From e3134621404d9b047579b0440d6c8813f1fc0c73 Mon Sep 17 00:00:00 2001
From: Evan Racah <ejracah@gmail.com>
Date: Tue, 3 May 2022 15:19:52 -0700
Subject: [PATCH] Improve formatting of Implementation details for AGC (#970)

---
 composer/algorithms/agc/README.md | 13 +++++--------
 1 file changed, 5 insertions(+), 8 deletions(-)

diff --git a/composer/algorithms/agc/README.md b/composer/algorithms/agc/README.md
index 1211013a56..f5c5a636b2 100644
--- a/composer/algorithms/agc/README.md
+++ b/composer/algorithms/agc/README.md
@@ -59,15 +59,12 @@ trainer.fit()
 
 ### Implementation Details
 
-AGC is implemented as follows. On `Event.AFTER_TRAIN_BATCH`:
-1. For every parameter in the model that has gradients:
-    a. The L2 norm of the parameter is computed (normalized across rows for MLP's, across entire filters for CNN's, and across the entire vector for biases).
-    b. The L2 norm of each parameters corresponding gradients are computed in a similar fashion.
-    c. If a norm of some gradients is greater than the norm of the correpsonding weights multiplied by the `clipping_threshold`:
-            * Scale all the gradients that contributed to that norm by the clipping threshold multiplied by the ratio of weight norm to the gradient norm.
-        Otherwise:
-            * Keep those gradients the same.

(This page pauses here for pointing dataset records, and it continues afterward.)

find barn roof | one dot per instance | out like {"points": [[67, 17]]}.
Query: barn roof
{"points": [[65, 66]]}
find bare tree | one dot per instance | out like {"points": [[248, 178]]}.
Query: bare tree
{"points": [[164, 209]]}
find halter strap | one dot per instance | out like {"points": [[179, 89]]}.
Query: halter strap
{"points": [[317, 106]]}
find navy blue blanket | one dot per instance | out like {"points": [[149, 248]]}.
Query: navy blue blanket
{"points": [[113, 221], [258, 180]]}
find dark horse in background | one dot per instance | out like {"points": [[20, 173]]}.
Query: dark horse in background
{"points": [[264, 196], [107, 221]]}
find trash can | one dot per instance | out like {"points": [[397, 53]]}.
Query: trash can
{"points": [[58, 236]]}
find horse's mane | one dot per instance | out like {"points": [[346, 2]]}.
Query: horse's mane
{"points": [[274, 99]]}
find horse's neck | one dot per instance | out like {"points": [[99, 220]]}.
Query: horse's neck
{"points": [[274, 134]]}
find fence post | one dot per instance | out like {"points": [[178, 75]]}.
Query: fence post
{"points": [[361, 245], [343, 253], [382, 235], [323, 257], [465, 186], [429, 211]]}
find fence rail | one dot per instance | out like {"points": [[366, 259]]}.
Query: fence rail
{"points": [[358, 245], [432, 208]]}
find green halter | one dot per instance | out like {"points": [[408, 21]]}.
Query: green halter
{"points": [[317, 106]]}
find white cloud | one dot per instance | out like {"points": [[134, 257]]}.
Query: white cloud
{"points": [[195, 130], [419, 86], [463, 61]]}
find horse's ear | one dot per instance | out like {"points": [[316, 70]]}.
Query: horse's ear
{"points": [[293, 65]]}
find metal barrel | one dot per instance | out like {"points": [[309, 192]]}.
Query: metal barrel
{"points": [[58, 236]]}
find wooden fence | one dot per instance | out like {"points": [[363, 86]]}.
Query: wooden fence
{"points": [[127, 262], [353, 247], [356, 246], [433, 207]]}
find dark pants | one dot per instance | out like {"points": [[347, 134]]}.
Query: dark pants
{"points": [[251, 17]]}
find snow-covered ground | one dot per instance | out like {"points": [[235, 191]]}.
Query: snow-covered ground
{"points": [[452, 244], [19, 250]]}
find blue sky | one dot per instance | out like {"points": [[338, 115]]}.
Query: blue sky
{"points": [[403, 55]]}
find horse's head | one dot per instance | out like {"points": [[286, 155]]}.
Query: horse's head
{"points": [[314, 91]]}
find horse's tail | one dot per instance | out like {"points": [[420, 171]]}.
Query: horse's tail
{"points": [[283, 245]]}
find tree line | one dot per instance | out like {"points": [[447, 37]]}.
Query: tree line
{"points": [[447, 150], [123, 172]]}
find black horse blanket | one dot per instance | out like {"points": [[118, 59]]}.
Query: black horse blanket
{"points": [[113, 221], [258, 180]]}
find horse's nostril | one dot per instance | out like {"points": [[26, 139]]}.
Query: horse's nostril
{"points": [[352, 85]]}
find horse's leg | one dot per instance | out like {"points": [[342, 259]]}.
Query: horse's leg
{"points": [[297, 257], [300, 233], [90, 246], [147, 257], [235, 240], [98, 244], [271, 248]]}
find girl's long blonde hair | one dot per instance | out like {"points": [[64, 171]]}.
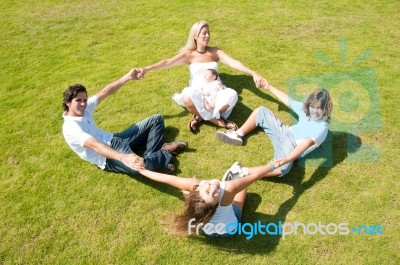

+AGC is implemented as follows:
 
+On `Event.AFTER_TRAIN_BATCH`, for every parameter in the model that has gradients:
+1. Compute the parameter's weight norm with an L2 norm (normalized across rows for MLP's, across entire filters for CNN's, and across the entire vector for biases).
+2. Compute the parameter's gradient norm with an L2 norm.
+3. If `grad_norm > weight_norm * clipping_threshold`, scale all the contributing gradients by `clipping_threshold * (weight_norm / grad_norm)`. 
 
 
 ## Suggested Hyperparameters